Even as big deals in China absolutely dominated global investment totals, with 125 deals resulting in a total of $16.8 billion, venture capitalists and private equity funds maintained their focus on the United States, completing 57 deals for a total of $800 million. Europe came in second, with $300 million spread across 17 deals, while VC and private equity investment in China was negligible.

The American deals included funding from Dutch Royal Shell, which participated in a funding round that brought $26 million to GlassPount Solar Inc., a California-base company that is creating solar-powered steam power for the oil industry. Warren Buffet recently committed his MidAmerican Energy Holdings Co. to spend up to $2.5 billion building two solar energy farms in California, Bloomberg reported, and created a separate business unit for its solar and wind investments.

Major investments from establishment players were not enough to staunch the flow of smaller players out of the market, however. Governments stepped in to partly fill the gap, according to Pike Research, which found a growing movement of countries using quasi-independent funds to prop up nascent green energy sectors. That included $103 billion in clean energy investments from India, plus Wednesday’s announcement by the U.K. Green Investment Bank that it may spend its entire $4.8-billion fund by 2015 to stimulate private investment in recycling, wind, energy efficiency and waste treatment.

“The role of government in innovation seems to be shifting and so does the role of private equity,” Kerry-Ann Adamson, Pike’s research director, told CleanTechIQ by email. “The PE markets seems to be getting more risk adverse and some governments are stepping in to early innovation markets.”

Governments also are playing a major role in responding to black swan events, Adamson said. For example, the Japanese government attracted $2 billion in just two months as it works to build a more secure and greener power grid in the aftermath of the 2011 tsunami. Improving power grids and electrifying sectors long dominated by the petroleum industry, especially transportation, will lead investments from Europe to China to South Africa in 2013, Pike Research found.

Looking even further ahead, the ebb of 2012 may have prepared renewable energy sectors for sustained growth in coming years, Sheeraz Haji, CEO of Cleantech Group, said during a recent presentation. “I’m quite optimistic that the last few years have built some foundations” for a more profitable 2013, he said.

The biggest opportunity lies in bringing Big Data to agriculture, one of the last industries to incorporate data-driven solutions, Haji said.

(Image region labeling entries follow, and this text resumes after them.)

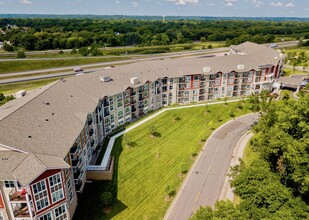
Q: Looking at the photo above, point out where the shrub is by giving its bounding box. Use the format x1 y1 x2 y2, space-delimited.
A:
17 50 26 58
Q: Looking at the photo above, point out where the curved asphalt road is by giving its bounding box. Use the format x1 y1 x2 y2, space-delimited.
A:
164 113 259 220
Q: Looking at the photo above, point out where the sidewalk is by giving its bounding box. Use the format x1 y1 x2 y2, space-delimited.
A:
220 131 253 202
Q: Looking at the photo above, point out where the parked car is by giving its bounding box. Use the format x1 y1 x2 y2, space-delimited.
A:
74 67 84 73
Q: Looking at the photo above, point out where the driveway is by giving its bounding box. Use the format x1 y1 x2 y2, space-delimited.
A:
164 113 259 220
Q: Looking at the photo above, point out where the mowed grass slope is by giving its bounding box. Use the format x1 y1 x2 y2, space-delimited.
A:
74 102 249 220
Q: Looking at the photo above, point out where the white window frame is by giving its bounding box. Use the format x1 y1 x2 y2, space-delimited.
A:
38 212 53 220
54 204 68 220
32 179 50 211
4 180 15 188
48 173 64 203
67 178 74 203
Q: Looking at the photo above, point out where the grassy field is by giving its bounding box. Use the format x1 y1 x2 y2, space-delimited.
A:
233 138 259 204
75 102 249 220
0 78 59 95
0 57 130 74
283 68 309 76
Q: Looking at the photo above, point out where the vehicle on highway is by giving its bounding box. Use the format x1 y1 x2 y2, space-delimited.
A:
74 67 84 73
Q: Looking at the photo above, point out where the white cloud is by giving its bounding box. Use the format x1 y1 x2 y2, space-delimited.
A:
167 0 199 5
20 0 32 5
285 2 295 8
270 2 295 8
251 0 265 8
132 2 138 8
224 0 237 7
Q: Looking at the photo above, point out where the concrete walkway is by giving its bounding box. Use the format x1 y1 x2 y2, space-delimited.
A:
87 99 240 170
164 113 259 220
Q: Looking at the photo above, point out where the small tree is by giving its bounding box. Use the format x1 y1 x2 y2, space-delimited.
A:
91 48 103 56
17 50 26 58
223 96 229 105
71 48 77 54
3 41 14 52
100 192 113 208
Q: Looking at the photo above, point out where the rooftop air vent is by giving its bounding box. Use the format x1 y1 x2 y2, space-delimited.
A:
203 66 211 73
237 64 245 70
99 76 111 82
130 77 139 85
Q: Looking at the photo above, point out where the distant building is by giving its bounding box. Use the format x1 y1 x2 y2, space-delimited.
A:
0 42 283 220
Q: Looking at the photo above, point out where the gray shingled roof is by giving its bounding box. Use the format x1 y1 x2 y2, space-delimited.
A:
0 43 279 162
0 150 27 181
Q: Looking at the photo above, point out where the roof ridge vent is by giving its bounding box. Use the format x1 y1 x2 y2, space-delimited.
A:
203 66 211 73
130 77 139 85
237 64 245 70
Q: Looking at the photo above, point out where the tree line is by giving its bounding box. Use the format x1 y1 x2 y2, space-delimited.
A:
0 18 309 50
191 93 309 220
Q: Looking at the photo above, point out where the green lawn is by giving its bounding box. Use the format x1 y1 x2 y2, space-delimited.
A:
0 77 60 95
283 68 309 76
75 102 249 220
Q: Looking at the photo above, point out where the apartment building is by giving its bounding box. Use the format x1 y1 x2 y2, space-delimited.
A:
0 42 283 220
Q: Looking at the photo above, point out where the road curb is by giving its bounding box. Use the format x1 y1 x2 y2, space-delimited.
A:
163 113 256 220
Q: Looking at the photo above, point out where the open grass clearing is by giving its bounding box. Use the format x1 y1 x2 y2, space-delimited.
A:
0 77 61 95
75 102 249 219
283 68 309 76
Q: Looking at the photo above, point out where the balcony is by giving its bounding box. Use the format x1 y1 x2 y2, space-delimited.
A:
13 203 30 218
9 188 30 202
72 159 79 167
103 99 109 107
70 146 77 154
88 118 93 125
104 109 110 117
89 128 94 136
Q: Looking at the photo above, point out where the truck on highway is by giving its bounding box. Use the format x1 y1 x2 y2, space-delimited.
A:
74 67 84 73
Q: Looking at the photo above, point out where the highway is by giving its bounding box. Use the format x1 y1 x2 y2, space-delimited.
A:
164 113 259 220
0 41 298 84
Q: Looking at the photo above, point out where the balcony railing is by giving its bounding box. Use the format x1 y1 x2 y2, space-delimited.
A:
13 204 30 218
9 188 30 202
88 119 92 125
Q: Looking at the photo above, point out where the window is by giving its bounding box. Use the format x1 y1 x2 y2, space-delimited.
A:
32 180 49 211
193 81 199 88
117 94 122 101
4 181 15 188
55 204 67 220
49 173 64 203
118 110 123 118
39 212 52 220
67 178 73 203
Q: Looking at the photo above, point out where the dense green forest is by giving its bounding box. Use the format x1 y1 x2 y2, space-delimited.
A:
0 18 309 50
192 93 309 220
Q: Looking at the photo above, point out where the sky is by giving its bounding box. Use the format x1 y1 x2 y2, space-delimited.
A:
0 0 309 17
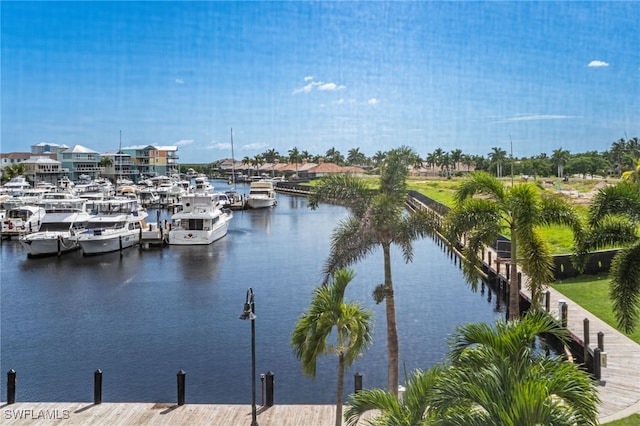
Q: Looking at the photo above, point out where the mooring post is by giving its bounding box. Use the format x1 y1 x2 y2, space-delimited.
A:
544 290 551 313
582 318 589 365
7 368 16 405
353 372 362 393
593 348 602 380
598 331 604 351
177 370 187 405
266 370 273 407
93 368 102 404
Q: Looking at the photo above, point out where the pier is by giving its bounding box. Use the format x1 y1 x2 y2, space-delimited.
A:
0 402 380 426
407 195 640 423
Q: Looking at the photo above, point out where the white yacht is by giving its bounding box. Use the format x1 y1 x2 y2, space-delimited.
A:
168 194 233 245
247 180 277 209
20 193 90 257
77 199 147 255
2 205 45 235
0 176 31 195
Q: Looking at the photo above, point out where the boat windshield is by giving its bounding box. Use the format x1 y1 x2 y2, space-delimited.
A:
87 222 124 229
40 222 70 232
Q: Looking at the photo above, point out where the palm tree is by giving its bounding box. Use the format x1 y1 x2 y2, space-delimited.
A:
2 163 26 180
489 146 507 178
309 147 435 395
551 148 571 178
451 148 462 170
291 269 373 426
578 181 640 333
345 311 598 426
289 146 300 178
345 367 441 426
445 172 581 319
372 151 387 167
429 311 598 426
251 155 264 176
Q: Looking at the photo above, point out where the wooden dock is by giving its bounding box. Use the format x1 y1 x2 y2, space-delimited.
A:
485 249 640 423
0 402 380 426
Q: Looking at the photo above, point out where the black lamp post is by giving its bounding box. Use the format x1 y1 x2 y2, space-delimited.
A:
240 287 258 426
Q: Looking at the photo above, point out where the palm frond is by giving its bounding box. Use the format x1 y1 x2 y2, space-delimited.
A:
454 172 505 203
323 216 377 275
609 242 640 333
589 181 640 226
309 174 375 216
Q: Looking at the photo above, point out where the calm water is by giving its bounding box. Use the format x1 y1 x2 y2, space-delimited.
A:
0 183 503 404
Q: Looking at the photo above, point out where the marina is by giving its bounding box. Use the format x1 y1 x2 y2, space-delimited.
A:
0 186 504 405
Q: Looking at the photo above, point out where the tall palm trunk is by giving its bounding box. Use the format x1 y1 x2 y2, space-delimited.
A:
382 243 398 397
509 223 520 320
336 352 344 426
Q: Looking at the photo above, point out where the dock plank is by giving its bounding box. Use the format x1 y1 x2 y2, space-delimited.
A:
1 402 364 426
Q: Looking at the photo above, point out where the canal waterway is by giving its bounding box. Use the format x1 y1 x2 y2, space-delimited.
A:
0 186 504 404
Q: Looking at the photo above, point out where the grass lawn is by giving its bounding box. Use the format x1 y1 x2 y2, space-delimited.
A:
551 274 640 345
607 414 640 426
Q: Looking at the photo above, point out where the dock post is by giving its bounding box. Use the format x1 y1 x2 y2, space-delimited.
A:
93 368 102 404
544 290 551 313
593 348 602 380
582 318 589 365
598 331 604 351
177 369 187 405
353 372 362 393
265 370 273 407
560 300 569 328
7 368 16 405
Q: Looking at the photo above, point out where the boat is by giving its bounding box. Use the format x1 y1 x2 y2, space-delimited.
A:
0 176 31 195
167 193 233 245
2 205 45 236
20 193 90 257
77 198 148 255
247 180 277 209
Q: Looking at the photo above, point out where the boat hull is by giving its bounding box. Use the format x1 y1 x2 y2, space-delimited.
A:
78 230 140 256
20 232 80 257
247 196 276 209
168 218 230 246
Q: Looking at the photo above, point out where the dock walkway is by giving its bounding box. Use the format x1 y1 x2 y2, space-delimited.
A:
488 249 640 423
0 402 376 426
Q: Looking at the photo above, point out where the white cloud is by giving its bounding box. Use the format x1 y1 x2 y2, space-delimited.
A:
206 142 231 151
292 76 347 95
587 61 609 68
494 114 577 123
318 83 347 91
240 143 269 151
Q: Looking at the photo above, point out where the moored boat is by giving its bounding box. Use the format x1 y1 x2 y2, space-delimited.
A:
247 180 277 209
77 199 147 255
168 194 233 245
20 193 90 257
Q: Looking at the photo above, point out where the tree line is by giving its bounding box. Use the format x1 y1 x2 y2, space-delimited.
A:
291 145 640 425
208 137 640 178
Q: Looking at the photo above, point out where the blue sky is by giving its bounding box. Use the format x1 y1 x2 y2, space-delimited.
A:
0 1 640 163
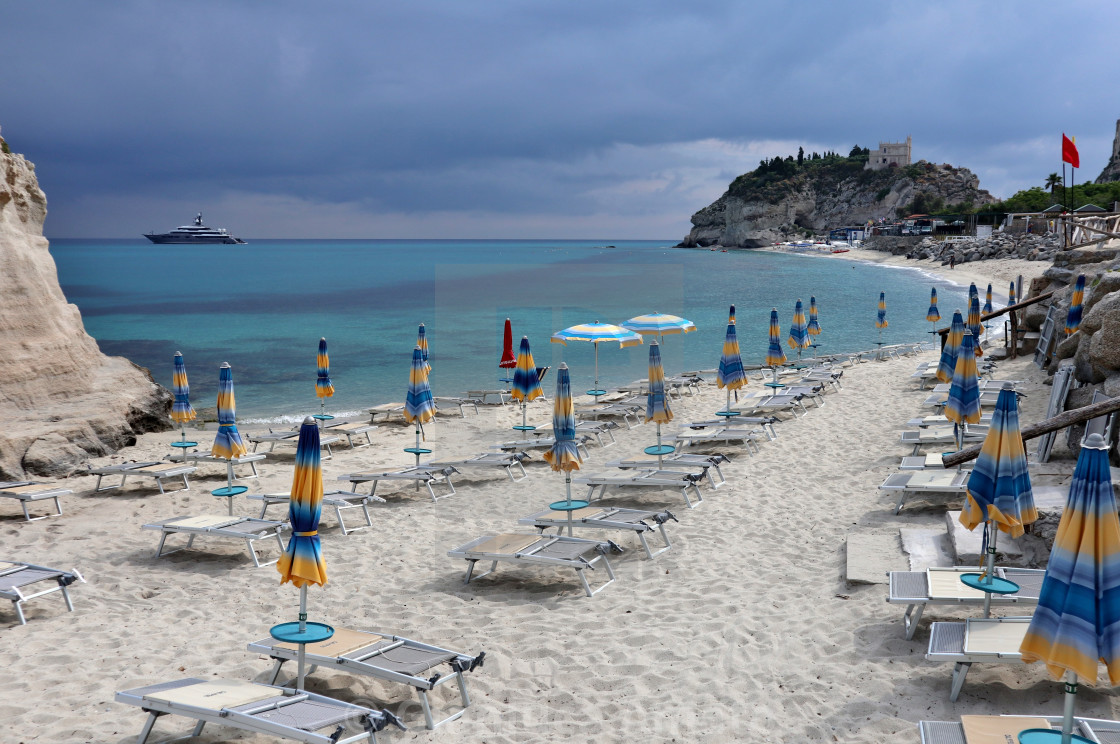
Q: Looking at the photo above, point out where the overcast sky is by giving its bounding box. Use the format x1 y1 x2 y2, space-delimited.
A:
0 0 1120 240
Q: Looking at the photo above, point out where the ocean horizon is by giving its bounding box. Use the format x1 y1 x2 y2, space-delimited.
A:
50 239 968 424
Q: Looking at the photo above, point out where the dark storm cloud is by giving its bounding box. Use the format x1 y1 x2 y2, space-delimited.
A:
0 0 1120 238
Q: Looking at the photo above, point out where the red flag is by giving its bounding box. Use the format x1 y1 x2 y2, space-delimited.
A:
1062 132 1081 168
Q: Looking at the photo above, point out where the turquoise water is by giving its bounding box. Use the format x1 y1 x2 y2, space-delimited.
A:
50 239 967 420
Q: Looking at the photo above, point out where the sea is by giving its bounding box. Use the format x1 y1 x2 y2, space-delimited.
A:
50 239 984 424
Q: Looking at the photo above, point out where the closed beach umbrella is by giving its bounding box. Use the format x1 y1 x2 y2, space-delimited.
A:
211 362 249 459
786 299 809 359
937 310 964 382
277 417 327 689
1065 273 1085 336
315 338 335 413
1019 434 1120 741
551 320 642 396
510 336 544 427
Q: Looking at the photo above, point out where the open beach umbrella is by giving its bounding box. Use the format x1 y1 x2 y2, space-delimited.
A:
944 328 980 449
171 352 195 443
936 310 964 382
510 336 544 428
786 299 809 360
1019 434 1120 742
960 384 1038 617
274 416 329 690
315 338 335 416
544 362 587 537
645 340 672 468
716 305 747 416
417 323 431 374
1065 273 1085 336
551 320 642 396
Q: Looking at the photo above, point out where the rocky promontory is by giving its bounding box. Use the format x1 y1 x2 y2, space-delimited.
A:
680 147 995 248
0 140 171 480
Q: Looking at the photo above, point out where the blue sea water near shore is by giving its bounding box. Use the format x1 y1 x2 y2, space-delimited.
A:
50 240 967 422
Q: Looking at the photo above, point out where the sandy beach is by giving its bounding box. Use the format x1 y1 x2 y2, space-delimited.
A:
0 291 1120 743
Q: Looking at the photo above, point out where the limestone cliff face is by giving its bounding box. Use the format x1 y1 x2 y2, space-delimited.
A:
681 161 995 248
0 140 171 480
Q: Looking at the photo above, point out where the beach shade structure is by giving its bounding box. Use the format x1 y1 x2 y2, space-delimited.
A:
1019 433 1120 744
645 340 672 469
404 346 436 477
786 299 809 361
716 305 747 418
417 323 431 374
171 352 198 463
497 318 517 382
552 320 642 397
944 328 980 450
269 416 335 690
619 313 697 342
510 336 544 431
315 338 335 421
1065 273 1085 336
936 310 964 382
544 362 588 537
960 384 1038 617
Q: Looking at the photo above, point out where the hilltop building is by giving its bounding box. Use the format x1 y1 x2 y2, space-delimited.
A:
864 134 911 170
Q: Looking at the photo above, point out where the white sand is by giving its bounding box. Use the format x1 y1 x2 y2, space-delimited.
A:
0 345 1120 744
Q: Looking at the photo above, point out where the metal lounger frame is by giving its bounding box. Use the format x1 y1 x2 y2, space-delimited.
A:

Investors with the patience for exits far into the future may also want to investigate water, including wastewater and new ways to bring efficiency to industrial water use. One recent example: BASF’s leadership in a $40-million investment in NanoH20, which sells reverse osmosis membranes for seawater desalination. Companies in the mining, oil and natural gas industries “are really aware of the need to become more efficient in their water use.”

Such large-scale funding rounds aside, the trend in for 2013 is for venture capitalists to bring new focus on risk avoidance. By partnering up with other investors, following the lead of corporate investors, and placing bets on companies that eschew capital-heavy infrastructure change in favor of capital-light software and services, private investors may find they complete just as many deals in 2013 as they did in previous years, but with far less money on the line.

“Venture capitalists and others have gotten burned from big capital investments, so they’re looking at more capital efficient deals,” Haji said.